Une expérience narrative que ne vous tient pas la main. Telle est la manière dont The Vanishing of Ethan Carter a décidé de qualifier ses efforts dès ses premiers instants. C'est une appellation intelligente : elle évite de qualifier l'œuvre qui vous est présentée de jeu vidéo et souligne la volonté première du studio. À savoir, raconter une histoire. C'est bien là sa principale ambition et c'est sur cette velléité que j'ai décidé de jauger leurs efforts. Le malheur, d'ailleurs, c'est que le scénario ici proposé est simultanément conventionnel, éculé et pourtant - ce qui est assez stupéfiant - souvent incompris par les utilisateurs qui crient au génie.
Avant de commencer, je tiens à préciser qu'en tant que jeu vidéo le titre remplit ses maigres objectifs. Il vous permet d'avancer le long d'un corridor d'une taille respectable et de rencontrer les divers évènement que vous êtes censés y croiser. Vous y trouverez cinq puzzles. L'un d'entre eux est vraiment excellent et pourrait même passer pour révolutionnaire placé dans un titre susceptible de l'exploiter pleinement. Les autres sont conventionnels mais font leur travail : ils vous bloquent quelques instants histoire d'empêcher l'édifice de sembler juste être une série de séquences narratives qui se prétendent être un jeu. (La question se pose, d'ailleurs, suffit-il d'être vendu sur Steam et le PSN pour être un jeu vidéo? Que dire de ces simulateurs de promenade qui utilisent les techniques de représentation vidéoludiques mais décident d'être dépourvus de gameplay? Dur à dire. Mais la question se pose.)

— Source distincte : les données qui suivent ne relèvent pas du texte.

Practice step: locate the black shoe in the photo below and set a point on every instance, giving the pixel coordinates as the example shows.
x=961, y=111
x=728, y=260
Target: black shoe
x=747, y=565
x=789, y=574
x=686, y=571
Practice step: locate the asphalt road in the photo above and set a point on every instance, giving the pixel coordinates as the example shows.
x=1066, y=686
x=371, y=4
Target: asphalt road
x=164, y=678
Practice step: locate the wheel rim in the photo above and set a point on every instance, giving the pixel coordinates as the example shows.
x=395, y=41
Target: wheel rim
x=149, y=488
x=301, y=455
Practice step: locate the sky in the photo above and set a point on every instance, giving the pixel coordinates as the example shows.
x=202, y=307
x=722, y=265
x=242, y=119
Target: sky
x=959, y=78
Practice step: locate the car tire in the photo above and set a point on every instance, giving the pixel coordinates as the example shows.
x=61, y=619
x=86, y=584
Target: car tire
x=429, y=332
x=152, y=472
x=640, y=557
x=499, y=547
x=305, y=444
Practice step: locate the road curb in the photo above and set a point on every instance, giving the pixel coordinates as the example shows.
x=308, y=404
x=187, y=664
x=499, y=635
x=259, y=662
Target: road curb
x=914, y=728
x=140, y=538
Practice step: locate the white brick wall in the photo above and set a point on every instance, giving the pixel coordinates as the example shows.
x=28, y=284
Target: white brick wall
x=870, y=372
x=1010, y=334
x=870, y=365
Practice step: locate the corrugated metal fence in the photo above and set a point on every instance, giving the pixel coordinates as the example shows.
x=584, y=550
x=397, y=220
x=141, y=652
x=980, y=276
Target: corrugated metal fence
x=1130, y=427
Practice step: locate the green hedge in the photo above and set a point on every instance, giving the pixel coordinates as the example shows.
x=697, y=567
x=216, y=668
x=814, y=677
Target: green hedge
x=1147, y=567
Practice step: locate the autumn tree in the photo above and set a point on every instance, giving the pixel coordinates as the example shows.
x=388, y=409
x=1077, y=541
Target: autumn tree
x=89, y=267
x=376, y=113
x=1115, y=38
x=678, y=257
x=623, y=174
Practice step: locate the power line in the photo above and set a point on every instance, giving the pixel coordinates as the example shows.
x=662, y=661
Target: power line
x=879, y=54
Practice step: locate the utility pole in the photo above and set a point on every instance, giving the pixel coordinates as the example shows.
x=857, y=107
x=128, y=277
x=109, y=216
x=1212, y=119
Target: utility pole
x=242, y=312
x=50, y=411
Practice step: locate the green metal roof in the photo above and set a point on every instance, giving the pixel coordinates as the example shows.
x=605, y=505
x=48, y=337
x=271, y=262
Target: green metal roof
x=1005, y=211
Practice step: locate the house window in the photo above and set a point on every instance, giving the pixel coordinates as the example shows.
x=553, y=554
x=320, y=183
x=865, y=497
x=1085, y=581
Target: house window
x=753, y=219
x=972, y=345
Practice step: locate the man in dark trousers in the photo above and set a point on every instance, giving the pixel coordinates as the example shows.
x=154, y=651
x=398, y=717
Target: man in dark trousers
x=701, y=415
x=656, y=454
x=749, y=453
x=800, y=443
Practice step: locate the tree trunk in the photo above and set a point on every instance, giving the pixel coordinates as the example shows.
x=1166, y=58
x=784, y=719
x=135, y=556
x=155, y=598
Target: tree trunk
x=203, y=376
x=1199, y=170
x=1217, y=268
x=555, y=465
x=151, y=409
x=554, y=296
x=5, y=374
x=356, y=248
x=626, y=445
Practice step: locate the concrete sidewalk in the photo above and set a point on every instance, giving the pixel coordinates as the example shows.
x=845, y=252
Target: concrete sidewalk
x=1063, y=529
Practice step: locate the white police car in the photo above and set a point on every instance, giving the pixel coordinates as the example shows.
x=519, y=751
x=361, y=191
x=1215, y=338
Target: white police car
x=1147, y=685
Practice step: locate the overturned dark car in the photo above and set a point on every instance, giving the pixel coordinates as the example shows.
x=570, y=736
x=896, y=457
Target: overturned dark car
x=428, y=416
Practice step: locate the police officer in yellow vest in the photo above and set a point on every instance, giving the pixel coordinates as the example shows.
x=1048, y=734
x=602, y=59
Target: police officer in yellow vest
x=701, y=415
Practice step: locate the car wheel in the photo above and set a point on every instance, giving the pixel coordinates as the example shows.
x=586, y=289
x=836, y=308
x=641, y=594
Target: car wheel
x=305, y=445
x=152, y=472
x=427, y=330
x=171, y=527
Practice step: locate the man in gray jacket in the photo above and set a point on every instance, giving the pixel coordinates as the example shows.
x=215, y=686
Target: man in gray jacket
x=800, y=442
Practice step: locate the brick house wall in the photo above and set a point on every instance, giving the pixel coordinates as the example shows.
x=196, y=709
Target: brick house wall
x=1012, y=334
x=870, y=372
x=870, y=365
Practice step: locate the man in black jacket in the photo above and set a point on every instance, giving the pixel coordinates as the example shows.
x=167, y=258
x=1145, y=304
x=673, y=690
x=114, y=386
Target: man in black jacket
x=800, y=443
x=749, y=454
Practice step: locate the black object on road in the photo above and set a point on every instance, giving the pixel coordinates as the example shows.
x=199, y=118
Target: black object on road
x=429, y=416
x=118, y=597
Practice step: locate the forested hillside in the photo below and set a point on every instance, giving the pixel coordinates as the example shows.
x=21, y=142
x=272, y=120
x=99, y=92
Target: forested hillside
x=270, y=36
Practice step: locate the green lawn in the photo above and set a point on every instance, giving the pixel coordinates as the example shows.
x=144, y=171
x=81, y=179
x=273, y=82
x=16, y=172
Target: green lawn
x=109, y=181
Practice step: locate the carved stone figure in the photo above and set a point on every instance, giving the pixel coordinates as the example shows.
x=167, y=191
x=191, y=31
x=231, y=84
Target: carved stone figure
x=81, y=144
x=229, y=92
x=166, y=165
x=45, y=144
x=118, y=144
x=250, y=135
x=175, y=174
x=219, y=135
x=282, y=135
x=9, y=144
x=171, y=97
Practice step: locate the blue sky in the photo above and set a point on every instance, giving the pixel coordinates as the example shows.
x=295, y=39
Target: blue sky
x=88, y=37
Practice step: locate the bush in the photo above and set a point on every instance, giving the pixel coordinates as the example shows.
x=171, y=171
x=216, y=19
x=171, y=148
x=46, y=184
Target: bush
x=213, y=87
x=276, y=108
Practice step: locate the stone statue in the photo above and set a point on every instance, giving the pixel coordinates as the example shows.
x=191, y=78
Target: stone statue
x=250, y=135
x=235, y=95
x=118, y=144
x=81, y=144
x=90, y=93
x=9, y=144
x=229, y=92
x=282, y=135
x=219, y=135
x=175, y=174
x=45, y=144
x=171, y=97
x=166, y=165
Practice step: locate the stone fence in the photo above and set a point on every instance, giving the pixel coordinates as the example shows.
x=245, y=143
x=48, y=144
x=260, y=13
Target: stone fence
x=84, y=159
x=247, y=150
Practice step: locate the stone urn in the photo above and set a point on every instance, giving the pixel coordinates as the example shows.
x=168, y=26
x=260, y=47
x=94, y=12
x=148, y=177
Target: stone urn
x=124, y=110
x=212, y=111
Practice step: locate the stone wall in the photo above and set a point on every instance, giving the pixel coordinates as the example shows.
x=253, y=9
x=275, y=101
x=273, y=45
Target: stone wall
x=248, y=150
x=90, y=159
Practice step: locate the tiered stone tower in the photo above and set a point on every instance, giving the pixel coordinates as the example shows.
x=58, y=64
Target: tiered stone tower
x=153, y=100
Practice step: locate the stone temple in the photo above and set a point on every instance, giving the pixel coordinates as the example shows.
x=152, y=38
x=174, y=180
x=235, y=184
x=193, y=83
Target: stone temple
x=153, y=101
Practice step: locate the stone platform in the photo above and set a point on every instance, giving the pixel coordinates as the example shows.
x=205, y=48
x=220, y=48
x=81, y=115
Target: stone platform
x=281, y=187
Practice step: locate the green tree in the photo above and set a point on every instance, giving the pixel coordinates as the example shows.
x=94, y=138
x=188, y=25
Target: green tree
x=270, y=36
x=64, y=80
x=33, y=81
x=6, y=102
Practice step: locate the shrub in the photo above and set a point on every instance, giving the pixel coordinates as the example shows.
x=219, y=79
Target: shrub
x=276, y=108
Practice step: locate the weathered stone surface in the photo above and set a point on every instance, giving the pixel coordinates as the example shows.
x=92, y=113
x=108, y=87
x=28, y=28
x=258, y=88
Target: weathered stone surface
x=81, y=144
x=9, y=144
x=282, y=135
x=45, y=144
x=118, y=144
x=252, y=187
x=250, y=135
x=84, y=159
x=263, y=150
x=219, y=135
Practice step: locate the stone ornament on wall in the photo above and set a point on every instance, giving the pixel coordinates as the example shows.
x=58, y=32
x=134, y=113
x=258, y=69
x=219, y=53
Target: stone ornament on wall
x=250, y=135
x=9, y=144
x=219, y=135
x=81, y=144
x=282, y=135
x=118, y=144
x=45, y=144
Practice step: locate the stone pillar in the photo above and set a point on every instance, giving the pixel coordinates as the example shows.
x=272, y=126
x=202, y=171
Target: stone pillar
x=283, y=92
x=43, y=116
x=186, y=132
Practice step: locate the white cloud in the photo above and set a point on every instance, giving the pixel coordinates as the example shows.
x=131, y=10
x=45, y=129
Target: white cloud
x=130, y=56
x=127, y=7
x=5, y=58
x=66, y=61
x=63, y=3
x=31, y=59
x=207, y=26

Ce qui nous amène au scénario. Vous y incarnez une caméra flottante du nom de Paul Prospero. Comme tout bon détective de l'étrange vous avez été appelé à travers l'hypertemps par les appels angoissés d'un enfant nommé Ethan Carter. (Non, ce n'est malheureusement pas le troisième du nom.) L'on vous sous-entend que ce qui se trame ici est très mystérieux. Limite Cthulhuien. Les habitants du coin perdent soudain l'esprit. Leurs pensées sont dominées par une force ancestrale froide et maléfique dont le but pourrait tout aussi bien être de sacrifier l'enfant pour assouvir les besoins scénaristiques du film The Cabin in the Woods. Mais - et c'est ce que les adeptes du titre évitent de préciser - à la fin il se trouve que l'intégralité de ce que vous avez vécu dans le titre n'a pas eu lieu. Il ne s'est rien passé du tout et vous pouvez rentrer chez vous l'esprit tranquille.
Vous étiez juste le fruit de l'imagination d'un enfant étrange qui était - ou n'était pas - mourant. Voilà, ça fera 20€. (Cette explication que je vous présente, d'ailleurs, fait partie des trois conclusions potentielles que les développeurs du titre acceptent comme probables vis-à-vis de ce qu'ils ont écrit. Ils ne veulent pas avoir l'air définitifs, hein. Histoire que votre explication à vous fasse sens et cela même si vous ne comprenez pas vraiment ce qui se passe dans le jeu.)
Sauf que vous y êtes déjà. Et c'est bien là le paradoxe du simulateur de randonnée : malgré son invitation au dépaysement on y fait constamment du sur-place. Dans le même genre... jouez à Gone Home. Au moins son histoire touchante et crédible laisse le souvenir clair d'une émotion ressentie. Une vraie émotion, d'ailleurs, pas juste un twist de fin prévisible et dispensable.